The plaintiffs don’t allege Discovery was “contemporaneously aware” of all the information they say was omitted, “even that the information contemporaneously existed,” said the memorandum. Much of what the plaintiffs challenge “consists of Discovery’s disclosures about WarnerMedia’s business,” but they don’t allege Discovery “contemporaneously knew the details about WarnerMedia’s business,” it said.

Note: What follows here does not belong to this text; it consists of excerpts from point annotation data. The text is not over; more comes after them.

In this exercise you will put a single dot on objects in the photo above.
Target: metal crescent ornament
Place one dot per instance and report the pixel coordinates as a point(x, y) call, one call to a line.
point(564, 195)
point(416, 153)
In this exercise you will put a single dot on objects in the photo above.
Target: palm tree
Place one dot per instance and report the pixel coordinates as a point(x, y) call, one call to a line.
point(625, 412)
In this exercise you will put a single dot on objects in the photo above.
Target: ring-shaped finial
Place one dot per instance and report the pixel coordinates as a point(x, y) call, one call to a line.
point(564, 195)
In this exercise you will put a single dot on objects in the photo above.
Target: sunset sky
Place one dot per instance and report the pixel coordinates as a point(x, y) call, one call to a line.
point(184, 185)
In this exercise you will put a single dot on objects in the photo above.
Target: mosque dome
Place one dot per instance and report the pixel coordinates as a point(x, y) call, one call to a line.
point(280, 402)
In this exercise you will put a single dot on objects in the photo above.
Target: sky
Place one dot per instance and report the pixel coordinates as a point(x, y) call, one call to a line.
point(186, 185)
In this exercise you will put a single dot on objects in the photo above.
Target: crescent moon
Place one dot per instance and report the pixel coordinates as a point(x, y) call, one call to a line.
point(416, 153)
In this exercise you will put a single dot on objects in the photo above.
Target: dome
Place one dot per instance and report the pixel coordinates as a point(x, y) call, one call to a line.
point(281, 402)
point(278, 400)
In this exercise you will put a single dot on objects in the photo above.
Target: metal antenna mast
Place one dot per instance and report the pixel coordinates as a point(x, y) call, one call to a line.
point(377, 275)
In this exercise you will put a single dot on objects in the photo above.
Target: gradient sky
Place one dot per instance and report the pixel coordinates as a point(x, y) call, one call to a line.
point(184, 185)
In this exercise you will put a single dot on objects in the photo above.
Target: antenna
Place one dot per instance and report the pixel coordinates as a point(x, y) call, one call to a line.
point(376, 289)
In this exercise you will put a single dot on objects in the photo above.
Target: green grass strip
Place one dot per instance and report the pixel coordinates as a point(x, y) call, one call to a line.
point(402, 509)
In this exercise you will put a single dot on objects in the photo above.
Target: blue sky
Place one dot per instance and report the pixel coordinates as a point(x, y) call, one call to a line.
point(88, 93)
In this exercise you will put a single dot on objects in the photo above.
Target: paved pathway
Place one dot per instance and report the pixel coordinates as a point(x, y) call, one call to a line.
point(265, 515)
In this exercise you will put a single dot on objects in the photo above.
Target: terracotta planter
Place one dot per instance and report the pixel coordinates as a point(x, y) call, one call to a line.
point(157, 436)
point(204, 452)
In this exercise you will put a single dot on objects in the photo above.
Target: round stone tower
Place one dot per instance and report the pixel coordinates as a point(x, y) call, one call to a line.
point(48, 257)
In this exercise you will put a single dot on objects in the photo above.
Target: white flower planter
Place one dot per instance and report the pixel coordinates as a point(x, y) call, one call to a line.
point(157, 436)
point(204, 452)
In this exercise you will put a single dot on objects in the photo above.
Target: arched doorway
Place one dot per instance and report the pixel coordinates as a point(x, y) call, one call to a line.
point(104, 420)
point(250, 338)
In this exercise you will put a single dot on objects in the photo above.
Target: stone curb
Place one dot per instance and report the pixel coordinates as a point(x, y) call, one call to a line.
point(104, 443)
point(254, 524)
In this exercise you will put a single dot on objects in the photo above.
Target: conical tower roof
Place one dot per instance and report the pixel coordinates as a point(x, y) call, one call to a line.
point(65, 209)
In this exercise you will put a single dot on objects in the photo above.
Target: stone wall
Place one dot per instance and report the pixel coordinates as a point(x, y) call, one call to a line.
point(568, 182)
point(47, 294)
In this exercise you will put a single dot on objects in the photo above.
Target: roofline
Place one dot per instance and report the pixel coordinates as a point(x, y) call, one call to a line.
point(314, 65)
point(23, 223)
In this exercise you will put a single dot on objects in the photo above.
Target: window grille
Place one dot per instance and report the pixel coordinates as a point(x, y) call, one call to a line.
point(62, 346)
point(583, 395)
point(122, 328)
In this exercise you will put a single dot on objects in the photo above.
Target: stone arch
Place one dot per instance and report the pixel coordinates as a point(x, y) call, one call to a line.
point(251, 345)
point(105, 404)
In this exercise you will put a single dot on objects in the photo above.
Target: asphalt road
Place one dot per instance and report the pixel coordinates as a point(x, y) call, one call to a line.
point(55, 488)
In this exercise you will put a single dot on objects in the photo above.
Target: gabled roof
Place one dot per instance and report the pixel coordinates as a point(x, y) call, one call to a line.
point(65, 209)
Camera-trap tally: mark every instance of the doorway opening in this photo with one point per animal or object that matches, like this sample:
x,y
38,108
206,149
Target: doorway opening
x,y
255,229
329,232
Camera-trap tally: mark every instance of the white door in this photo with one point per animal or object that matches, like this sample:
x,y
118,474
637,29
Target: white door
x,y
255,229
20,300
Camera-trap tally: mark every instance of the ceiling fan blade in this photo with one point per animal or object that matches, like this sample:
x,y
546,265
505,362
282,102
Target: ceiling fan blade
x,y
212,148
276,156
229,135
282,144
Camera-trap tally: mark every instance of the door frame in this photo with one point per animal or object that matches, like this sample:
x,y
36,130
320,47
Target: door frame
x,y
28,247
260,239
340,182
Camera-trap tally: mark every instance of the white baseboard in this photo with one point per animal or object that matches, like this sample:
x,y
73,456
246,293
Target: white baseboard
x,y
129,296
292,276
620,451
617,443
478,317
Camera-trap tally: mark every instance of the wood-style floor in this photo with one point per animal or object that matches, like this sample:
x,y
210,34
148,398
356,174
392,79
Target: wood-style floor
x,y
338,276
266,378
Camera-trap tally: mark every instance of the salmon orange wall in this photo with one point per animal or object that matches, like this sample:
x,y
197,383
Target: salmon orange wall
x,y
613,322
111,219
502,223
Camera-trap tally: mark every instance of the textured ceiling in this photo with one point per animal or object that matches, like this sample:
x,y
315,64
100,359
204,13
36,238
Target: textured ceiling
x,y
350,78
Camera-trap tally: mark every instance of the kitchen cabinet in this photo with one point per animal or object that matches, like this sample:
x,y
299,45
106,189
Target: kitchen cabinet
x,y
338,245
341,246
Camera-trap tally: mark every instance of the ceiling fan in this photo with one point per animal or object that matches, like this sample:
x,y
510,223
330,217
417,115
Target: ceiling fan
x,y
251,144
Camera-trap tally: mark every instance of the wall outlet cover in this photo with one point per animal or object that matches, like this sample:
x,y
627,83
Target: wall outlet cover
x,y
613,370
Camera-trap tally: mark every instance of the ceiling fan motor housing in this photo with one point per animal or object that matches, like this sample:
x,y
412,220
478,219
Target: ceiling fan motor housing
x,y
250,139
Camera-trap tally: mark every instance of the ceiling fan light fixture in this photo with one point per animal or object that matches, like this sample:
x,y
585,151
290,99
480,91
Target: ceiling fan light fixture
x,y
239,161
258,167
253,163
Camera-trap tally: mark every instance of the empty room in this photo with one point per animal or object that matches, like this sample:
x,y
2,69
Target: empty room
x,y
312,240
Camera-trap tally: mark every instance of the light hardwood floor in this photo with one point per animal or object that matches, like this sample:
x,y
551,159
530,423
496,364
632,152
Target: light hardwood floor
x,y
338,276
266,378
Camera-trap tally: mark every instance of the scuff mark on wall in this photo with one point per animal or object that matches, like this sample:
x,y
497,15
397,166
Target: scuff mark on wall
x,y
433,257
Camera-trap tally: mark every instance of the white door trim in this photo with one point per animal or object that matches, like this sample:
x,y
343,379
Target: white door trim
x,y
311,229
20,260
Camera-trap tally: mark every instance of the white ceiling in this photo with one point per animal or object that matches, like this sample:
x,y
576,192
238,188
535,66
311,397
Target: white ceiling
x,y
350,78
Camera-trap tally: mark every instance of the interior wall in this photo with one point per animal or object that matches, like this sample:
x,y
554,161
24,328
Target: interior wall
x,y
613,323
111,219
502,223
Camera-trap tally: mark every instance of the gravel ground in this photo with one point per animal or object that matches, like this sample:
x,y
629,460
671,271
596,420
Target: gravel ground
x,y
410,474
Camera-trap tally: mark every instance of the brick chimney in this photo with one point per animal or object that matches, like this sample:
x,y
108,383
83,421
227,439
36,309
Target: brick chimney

The plaintiffs also haven’t alleged “materiality,” said the memorandum. For the same reason the allegedly omitted facts didn’t render the statements misleading, “they also did not render the statements materially misleading,” it said. The plaintiffs additionally fail “to put any of the alleged omissions in context of WBD’s overall business,” it said. Notably, though the plaintiffs “hone in” on WBD's downgrading its pre-closing profit projections by $2 billion, they don’t allege Discovery “made any misleading statements regarding those projections,” it said. The alleged omissions “instead relate to discrete aspects of WarnerMedia’s current and WBD’s prospective business,” it said. The plaintiffs don’t plausibly allege “any of those alleged omissions would have influenced investors’ decision-making,” it said.
The lawsuit is “an opportunistic attempt to capitalize on a stock price decline following a highly publicized merger between two media giants,” based on the plaintiffs’ “hindsight spin of publicly available information,” said the memorandum. But the plaintiffs “failed to plead the essential elements of their Securities Act claims,” and the court should dismiss the amended complaint with prejudice, it said.